What does this mean for employers?

The one-year statute of limitations under the MHRA is an acknowledgement by the legislature that discrimination claims should be brought quickly to ensure that evidence is preserved and witnesses are called to testify while their memories are fresh. Employers often prefer a shorter statute of limitations given the transitory nature of the workplace and will want to ensure that the statute of limitations is not tolled. In light of this ruling, employers may want to consider the steps below.
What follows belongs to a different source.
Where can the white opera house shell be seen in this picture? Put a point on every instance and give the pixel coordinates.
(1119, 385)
  • The Investigation Plays An Important Role. Given that employers have an affirmative defense available to them under the MHRA (and comparable federal law) for harassment claims, it is still advisable to set forth a clear investigation process for employees to bring forth complaints internally before they resort to the Minnesota Department of Human Rights or the courts for resolution. Employers should consult with counsel when developing general policies and when facing specific allegations and planning specific internal investigations to balance the need to internally resolve such allegations against the risk of tolling of the statute of limitations.
  • Consider Adding A Disclaimer To Anti-Discrimination/Anti-Harassment Policies. Employers should consider whether to add language to any complaint process or policy to avoid bringing the process or policy within the scope of the MHRA and the Peterson decision. For example, consider adding language such as "This is not a dispute resolution process. This is simply a process which the Company uses to invite employees to raise issues so that the Company can determine whether policies have been violated and, if they have, take appropriate follow-up action." Employers may also consider adding the following: "While we appreciate your raising this issue with us to give us a chance to address it, we want to make clear that you should determine whether there is additional action that you should take to preserve your legal rights.”
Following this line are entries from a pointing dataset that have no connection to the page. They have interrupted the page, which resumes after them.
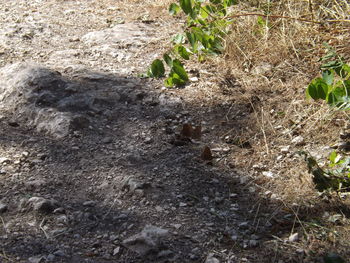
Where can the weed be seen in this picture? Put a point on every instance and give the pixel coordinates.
(205, 28)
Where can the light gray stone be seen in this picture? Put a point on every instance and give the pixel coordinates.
(149, 239)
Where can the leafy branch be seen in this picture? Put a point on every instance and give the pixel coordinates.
(204, 31)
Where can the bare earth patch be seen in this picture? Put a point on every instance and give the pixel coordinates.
(93, 165)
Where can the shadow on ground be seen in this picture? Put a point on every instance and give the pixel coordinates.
(119, 173)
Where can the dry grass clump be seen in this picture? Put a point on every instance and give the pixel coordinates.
(275, 57)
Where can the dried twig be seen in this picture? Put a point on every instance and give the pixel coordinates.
(292, 18)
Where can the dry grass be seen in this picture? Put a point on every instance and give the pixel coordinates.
(275, 61)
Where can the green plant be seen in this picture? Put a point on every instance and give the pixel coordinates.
(334, 177)
(334, 85)
(204, 34)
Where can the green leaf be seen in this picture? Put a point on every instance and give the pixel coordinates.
(186, 6)
(317, 89)
(328, 76)
(192, 39)
(345, 71)
(333, 258)
(168, 60)
(174, 80)
(182, 51)
(174, 9)
(157, 69)
(333, 156)
(179, 70)
(178, 39)
(231, 2)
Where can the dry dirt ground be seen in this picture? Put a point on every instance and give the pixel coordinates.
(84, 197)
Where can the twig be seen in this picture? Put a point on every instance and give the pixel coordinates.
(3, 255)
(42, 228)
(3, 224)
(292, 18)
(263, 130)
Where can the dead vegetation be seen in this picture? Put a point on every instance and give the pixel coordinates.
(274, 58)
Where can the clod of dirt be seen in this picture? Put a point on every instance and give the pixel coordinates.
(42, 205)
(3, 208)
(206, 154)
(133, 184)
(212, 259)
(148, 240)
(40, 98)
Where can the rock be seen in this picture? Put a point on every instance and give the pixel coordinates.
(42, 205)
(37, 97)
(3, 208)
(122, 35)
(148, 140)
(268, 174)
(293, 237)
(262, 68)
(35, 184)
(36, 259)
(4, 160)
(253, 243)
(148, 240)
(133, 184)
(285, 149)
(107, 140)
(59, 253)
(212, 259)
(299, 140)
(89, 203)
(50, 257)
(244, 225)
(116, 251)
  • Be Aware of Complaint Process Time Lines. Employee complaints should be addressed as quickly as practicable so that the employer’s investigation does not stretch beyond the statute of limitations.
  • Employers With Unionized Employees. Employers with unionized employees should consider whether the grievance procedure set forth under the applicable collective bargaining agreements (CBA) should apply to employees’ concerns that implicate discrimination allegations under the MHRA, and if not, add clarifying language to the CBA during the next bargaining session.